１文音声認識装置２構文解析装置３発話行為タイプ解釈装置４文候補選択装置５メモリ（解析文法）６メモリ（発話行為タイプ解釈規則）７メモリ（対話モデル）８メモリ（対話コーパス）９メモリ（発話行為タイプ付対話コーパス）１０対話モデル学習装置 1 Sentence Speech Recognition Device 2 Syntactic Analysis Device 3 Speech Act Type Interpretation Device 4 Sentence Candidate Selection Device 5 Memory (Analysis Grammar) 6 Memory (Speech Act Type Interpretation Rule) 7 Memory (Dialogue Model) 8 Memory (Dialogue Corpus) 9 Memory ( Dialogue corpus with speech act type) 10 Dialogue model learning device

Claims

[Claims]

1. A speech recognition apparatus for recognizing a dialogue in a spoken language, wherein a syntax analysis for converting a sentence output by the speech recognition apparatus into a description of the structure by using a grammar description about the structure of the language. And a structure description of a sentence output by the syntax analysis unit,
A dialogue model is constructed based on utterance action type interpreters that classify the semantic effects of sentences from the perspective of how the speaker interacts with the listener, and statistical information about the sequence of speaker exchange and utterance action types in dialogue. The speech recognition device outputs using the dialogue model learning means to be created, the history of the sequence of the speaker alternation and utterance action types up to the current utterance, and the dialogue model generated by the dialogue model learning means.
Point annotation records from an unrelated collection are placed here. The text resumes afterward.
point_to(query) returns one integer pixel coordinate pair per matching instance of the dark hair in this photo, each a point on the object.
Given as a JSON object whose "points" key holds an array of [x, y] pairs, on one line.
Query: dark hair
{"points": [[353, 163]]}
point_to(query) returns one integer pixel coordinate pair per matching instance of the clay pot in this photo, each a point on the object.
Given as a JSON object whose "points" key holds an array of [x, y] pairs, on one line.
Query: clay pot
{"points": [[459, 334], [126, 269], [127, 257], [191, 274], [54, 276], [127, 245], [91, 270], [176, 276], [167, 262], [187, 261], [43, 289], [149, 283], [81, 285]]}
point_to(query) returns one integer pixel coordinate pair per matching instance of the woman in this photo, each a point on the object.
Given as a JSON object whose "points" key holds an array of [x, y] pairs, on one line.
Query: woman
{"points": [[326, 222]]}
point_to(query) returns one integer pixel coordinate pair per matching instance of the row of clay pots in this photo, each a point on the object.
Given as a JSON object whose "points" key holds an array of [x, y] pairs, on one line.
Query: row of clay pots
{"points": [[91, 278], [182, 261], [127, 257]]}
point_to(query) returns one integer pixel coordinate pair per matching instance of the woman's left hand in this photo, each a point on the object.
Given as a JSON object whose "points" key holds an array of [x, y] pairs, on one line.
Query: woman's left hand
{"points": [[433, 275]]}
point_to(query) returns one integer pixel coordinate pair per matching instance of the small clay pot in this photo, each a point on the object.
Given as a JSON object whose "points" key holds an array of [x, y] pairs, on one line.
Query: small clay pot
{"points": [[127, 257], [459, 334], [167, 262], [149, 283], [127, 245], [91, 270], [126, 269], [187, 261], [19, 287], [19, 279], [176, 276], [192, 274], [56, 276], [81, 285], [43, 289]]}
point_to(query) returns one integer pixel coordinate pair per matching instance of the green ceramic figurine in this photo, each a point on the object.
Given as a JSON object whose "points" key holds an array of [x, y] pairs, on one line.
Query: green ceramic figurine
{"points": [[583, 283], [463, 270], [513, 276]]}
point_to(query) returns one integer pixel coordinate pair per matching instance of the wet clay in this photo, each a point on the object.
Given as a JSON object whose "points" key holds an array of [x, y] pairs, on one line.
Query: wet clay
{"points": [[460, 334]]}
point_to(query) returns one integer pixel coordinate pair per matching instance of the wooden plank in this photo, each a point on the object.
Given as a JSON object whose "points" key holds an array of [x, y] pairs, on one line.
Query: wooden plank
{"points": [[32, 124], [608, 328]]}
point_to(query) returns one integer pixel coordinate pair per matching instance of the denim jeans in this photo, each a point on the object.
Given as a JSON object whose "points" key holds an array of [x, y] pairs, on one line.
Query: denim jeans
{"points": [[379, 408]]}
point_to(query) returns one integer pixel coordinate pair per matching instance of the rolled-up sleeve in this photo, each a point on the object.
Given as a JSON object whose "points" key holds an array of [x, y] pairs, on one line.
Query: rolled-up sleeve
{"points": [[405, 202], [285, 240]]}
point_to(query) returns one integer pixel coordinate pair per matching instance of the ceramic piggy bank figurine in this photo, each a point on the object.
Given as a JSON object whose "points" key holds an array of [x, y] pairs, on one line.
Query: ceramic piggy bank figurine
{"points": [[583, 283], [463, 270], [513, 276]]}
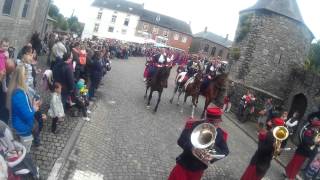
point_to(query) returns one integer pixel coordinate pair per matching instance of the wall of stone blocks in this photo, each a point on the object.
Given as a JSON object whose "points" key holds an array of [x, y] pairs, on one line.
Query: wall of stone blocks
{"points": [[273, 46]]}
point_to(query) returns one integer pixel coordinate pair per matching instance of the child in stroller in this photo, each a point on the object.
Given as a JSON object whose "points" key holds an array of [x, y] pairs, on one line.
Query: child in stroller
{"points": [[82, 99], [18, 163]]}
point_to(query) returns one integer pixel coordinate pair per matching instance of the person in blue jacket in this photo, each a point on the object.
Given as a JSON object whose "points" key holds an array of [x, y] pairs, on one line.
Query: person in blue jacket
{"points": [[21, 107]]}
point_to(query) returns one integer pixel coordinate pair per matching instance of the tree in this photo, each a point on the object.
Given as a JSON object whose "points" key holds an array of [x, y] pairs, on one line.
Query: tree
{"points": [[54, 11]]}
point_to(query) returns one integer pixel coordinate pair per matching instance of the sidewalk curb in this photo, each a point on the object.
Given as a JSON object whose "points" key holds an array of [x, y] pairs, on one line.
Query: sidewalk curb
{"points": [[60, 162], [255, 140]]}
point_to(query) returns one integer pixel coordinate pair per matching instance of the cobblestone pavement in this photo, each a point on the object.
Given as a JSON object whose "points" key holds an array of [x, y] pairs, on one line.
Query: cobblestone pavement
{"points": [[124, 140]]}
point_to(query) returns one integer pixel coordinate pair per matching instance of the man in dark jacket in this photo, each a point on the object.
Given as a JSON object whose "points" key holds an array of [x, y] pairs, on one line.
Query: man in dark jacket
{"points": [[62, 73], [188, 165]]}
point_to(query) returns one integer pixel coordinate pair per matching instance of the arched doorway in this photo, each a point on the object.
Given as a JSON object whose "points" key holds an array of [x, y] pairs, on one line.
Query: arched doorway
{"points": [[299, 104]]}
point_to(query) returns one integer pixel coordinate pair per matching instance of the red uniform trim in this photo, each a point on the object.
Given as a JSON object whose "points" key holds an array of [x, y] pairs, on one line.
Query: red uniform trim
{"points": [[294, 166], [180, 173]]}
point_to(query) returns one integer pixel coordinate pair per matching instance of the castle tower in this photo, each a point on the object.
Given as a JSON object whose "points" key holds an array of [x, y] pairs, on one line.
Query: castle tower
{"points": [[272, 39]]}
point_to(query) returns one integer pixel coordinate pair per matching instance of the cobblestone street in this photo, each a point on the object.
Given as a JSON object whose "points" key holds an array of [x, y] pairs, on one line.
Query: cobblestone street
{"points": [[124, 140]]}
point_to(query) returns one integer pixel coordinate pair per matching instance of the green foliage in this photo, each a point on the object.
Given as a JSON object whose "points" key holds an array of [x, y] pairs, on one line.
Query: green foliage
{"points": [[244, 27], [235, 53], [312, 62]]}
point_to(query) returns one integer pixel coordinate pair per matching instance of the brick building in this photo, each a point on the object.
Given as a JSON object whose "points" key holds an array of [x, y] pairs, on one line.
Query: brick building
{"points": [[20, 19], [165, 30], [210, 44], [125, 20]]}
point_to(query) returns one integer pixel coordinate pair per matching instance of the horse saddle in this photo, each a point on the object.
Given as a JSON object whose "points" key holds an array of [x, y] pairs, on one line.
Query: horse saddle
{"points": [[190, 80]]}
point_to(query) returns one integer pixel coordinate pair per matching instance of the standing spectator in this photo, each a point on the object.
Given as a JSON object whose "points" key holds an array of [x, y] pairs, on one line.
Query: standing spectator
{"points": [[21, 107], [58, 50], [227, 99], [63, 74], [96, 73], [4, 45], [36, 42], [265, 114], [56, 111]]}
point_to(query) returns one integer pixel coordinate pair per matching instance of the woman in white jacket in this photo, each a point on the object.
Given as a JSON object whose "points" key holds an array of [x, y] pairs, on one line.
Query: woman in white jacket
{"points": [[56, 107]]}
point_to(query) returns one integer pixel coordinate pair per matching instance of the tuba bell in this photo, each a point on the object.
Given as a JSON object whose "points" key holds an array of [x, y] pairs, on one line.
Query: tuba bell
{"points": [[203, 137], [280, 133]]}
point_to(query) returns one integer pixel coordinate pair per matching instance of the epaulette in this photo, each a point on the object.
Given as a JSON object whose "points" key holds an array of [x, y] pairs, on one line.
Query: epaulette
{"points": [[308, 132], [262, 135]]}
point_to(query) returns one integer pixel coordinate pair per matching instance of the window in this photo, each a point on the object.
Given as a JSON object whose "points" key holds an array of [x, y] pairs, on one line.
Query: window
{"points": [[7, 5], [114, 18], [111, 29], [213, 51], [126, 22], [165, 33], [99, 15], [145, 27], [176, 37], [155, 30], [184, 39], [96, 28], [206, 48], [25, 8]]}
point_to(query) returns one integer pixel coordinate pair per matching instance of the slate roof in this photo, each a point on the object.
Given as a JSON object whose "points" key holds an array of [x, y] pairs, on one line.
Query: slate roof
{"points": [[214, 38], [288, 8], [120, 5], [165, 21], [145, 15]]}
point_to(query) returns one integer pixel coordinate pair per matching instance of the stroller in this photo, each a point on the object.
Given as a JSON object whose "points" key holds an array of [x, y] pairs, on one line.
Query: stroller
{"points": [[18, 163]]}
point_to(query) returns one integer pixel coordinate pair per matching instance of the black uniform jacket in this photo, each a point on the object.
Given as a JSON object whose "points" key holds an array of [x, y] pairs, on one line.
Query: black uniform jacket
{"points": [[187, 159], [263, 156]]}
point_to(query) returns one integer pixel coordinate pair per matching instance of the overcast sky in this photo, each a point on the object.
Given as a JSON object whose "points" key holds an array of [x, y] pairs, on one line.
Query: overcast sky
{"points": [[220, 16]]}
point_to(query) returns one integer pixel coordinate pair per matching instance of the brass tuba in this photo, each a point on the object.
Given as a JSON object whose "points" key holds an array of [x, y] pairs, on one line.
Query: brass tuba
{"points": [[280, 133], [203, 138]]}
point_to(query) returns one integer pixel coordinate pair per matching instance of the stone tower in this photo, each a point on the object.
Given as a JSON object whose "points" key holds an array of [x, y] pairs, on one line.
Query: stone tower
{"points": [[272, 39]]}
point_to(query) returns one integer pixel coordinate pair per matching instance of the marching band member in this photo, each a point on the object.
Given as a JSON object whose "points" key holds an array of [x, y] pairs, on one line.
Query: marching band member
{"points": [[304, 150], [188, 166], [260, 162]]}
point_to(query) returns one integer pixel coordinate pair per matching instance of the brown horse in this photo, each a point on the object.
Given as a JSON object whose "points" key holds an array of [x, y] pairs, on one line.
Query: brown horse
{"points": [[156, 83], [213, 90], [192, 89]]}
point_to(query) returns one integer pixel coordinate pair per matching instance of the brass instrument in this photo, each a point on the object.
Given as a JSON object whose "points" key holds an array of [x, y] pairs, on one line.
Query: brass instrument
{"points": [[316, 140], [203, 138], [280, 133]]}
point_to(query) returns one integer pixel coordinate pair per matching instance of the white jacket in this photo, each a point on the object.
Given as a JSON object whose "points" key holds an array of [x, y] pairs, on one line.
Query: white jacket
{"points": [[56, 107]]}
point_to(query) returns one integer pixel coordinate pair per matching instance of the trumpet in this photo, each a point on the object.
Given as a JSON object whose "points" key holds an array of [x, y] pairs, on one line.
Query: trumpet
{"points": [[203, 138], [280, 133]]}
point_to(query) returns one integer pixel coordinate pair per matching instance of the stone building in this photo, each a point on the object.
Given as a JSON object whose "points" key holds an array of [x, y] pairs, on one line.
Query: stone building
{"points": [[165, 30], [274, 42], [210, 44], [20, 19]]}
A sentence candidate selection unit that selects a sentence speech recognition candidate that is most likely to be contextually selected from the plurality of sentence candidates, and the syntactic analysis unit and the utterance action for the plurality of sentence candidates output by the speech recognition device. The type interpretation means is used to interpret the utterance action type of the sentence candidate, and the history of the sequence of the speaker alternation and utterance action types up to the current utterance, and the previous Using the interaction model of interaction model learning means has created, and obtains the context the most plausible speech recognition candidate, interactive speech recognition device.